Member states of the International Maritime Organization (IMO) must set stricter 2030 green targets as shipping has a major role to ensure the 1.5 degrees Celsius goals laid out in the 2015 Paris Agreement are met, according to ex-American presidential hopeful John Kerry.
He was speaking at Nor-Shipping’s Ocean Leadership Conference in Oslo, Norway, earlier this week and the issue will be up for discussion during the Maritime Environment Protection Committee meeting next week.
Kerry said both the public and private sectors had an unprecedented opportunity to bring the planet back from the brink of disaster.
“The shipping industry touches everything. Shipping has a global responsibility and I know you feel it,” he told 300 delegates at the biennial event.

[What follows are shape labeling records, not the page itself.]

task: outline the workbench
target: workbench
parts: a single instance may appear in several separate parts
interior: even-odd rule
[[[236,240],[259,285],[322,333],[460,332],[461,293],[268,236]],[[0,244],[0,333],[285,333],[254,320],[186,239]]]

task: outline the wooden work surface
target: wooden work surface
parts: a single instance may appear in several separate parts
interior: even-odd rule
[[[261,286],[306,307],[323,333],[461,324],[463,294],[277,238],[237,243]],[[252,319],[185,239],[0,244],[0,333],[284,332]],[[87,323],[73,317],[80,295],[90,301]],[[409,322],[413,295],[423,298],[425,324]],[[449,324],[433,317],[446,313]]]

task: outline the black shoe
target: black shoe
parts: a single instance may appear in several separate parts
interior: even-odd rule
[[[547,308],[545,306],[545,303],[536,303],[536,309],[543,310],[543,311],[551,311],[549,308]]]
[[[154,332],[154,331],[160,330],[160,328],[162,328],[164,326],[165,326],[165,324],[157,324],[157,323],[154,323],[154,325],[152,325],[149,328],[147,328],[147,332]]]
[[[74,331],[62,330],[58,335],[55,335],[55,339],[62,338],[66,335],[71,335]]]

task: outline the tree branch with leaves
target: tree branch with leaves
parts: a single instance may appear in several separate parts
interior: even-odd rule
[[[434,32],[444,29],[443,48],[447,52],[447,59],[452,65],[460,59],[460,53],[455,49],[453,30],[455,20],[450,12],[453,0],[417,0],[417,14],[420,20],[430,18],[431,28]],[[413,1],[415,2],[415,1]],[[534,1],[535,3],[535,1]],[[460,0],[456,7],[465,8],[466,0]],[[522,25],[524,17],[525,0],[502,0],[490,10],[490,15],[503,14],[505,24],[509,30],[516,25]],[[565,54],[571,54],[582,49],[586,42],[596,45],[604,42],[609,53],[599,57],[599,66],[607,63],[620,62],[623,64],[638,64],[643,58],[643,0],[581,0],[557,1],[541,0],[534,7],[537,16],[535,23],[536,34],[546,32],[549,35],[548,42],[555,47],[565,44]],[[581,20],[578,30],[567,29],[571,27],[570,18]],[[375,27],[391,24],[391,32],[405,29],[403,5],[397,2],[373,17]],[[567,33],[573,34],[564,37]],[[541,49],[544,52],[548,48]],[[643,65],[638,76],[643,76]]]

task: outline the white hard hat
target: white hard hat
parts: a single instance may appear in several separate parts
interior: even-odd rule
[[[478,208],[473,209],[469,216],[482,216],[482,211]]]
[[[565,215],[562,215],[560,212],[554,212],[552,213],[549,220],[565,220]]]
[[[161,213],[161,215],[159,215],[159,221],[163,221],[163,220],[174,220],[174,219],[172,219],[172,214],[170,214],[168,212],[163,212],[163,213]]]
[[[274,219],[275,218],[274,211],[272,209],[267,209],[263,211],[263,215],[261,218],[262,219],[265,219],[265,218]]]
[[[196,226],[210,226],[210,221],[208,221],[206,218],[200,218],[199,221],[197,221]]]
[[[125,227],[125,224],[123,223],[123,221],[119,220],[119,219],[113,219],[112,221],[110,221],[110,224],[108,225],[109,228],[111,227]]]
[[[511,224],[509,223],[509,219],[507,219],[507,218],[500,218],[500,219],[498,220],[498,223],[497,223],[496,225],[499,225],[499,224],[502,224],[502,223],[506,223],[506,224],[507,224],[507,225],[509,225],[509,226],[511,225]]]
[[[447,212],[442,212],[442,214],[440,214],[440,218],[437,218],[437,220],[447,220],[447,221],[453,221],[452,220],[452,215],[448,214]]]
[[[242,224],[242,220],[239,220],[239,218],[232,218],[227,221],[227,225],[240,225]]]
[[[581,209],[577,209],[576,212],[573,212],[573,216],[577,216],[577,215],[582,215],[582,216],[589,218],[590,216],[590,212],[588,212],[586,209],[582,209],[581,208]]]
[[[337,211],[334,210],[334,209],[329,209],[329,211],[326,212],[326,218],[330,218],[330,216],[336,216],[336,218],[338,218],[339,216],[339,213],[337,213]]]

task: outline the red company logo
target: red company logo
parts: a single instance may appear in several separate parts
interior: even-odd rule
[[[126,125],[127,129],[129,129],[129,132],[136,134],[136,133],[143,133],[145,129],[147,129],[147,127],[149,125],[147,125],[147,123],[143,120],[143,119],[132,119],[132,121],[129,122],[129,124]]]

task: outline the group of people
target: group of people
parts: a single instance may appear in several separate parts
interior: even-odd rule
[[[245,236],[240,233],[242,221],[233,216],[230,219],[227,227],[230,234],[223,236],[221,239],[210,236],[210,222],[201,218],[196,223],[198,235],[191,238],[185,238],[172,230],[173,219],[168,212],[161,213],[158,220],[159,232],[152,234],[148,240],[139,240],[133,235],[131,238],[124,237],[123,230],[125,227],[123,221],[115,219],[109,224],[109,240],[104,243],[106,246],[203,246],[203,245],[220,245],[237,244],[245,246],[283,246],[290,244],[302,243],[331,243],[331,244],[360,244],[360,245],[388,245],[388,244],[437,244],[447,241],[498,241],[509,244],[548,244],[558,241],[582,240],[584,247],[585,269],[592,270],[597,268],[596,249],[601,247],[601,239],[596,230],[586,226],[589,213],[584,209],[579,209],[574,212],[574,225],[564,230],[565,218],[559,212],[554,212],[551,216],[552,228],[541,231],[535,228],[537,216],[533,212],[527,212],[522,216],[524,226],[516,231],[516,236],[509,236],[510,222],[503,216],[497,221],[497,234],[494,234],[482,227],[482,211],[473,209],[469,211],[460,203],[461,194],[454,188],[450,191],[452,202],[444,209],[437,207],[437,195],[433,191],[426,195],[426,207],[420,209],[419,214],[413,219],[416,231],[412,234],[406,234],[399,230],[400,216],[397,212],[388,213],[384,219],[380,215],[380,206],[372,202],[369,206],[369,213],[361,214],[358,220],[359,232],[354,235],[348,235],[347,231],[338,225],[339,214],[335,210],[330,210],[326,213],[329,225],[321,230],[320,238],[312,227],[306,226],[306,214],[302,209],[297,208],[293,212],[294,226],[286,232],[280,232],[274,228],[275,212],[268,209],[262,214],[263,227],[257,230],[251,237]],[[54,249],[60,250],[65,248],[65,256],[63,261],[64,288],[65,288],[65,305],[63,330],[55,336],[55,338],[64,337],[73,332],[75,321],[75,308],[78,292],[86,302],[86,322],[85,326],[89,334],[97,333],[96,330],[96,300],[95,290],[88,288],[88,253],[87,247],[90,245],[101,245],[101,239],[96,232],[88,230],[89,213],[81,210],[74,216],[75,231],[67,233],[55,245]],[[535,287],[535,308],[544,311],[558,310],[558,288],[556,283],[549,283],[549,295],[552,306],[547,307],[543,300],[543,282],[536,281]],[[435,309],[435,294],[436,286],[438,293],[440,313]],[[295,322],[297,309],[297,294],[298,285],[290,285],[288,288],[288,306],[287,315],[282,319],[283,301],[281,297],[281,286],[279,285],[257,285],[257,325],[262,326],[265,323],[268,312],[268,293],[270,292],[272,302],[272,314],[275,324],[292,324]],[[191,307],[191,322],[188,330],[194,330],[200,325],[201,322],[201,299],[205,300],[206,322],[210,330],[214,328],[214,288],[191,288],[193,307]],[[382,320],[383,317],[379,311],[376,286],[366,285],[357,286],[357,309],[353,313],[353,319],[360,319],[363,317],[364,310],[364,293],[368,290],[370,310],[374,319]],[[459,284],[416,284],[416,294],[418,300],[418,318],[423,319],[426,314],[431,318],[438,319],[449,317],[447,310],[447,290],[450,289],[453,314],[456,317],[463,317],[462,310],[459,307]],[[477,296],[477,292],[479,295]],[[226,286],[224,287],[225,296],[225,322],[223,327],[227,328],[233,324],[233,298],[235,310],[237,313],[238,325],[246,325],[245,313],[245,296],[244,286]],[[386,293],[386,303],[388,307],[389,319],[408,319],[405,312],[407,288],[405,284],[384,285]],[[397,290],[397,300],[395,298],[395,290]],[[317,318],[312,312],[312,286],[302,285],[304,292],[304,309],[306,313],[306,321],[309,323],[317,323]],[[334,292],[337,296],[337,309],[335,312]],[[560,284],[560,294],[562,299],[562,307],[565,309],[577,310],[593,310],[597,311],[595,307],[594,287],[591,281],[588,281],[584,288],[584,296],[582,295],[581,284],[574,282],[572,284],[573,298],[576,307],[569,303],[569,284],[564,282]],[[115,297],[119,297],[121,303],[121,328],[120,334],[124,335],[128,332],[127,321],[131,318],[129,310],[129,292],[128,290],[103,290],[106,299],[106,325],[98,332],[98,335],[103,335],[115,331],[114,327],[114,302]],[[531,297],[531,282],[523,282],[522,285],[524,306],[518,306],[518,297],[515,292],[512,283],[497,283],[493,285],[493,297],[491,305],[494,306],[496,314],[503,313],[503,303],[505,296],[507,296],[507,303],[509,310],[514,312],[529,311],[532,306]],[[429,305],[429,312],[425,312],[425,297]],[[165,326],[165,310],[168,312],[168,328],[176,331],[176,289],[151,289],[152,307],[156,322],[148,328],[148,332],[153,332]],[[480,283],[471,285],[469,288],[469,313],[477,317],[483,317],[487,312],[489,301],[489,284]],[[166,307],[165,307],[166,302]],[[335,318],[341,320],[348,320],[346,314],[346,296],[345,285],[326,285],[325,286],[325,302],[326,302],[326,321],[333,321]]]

Unless stricter green shipping targets are met by 2030, there can be no 2050 net zero, Kerry warned.
The US climate envoy told delegates that the 20s decade would be decisive for the planet.
“We can win this fight,” he said. “It requires the same dedication as when the Liberty ships were built, three ships every second day.” This was a reference to American-made ships built on a mass scale during World War 2 to ensure supplies to the Allied efforts on numerous fronts at the height of the war.
“We’re in trouble, not trouble we can’t get out of, science is telling us what to do. The longer we leave it the harder and more expensive it will become. This is as large a crisis as any security threat in the world. It is also the greatest economic opportunity the world has ever known,” Kerry said.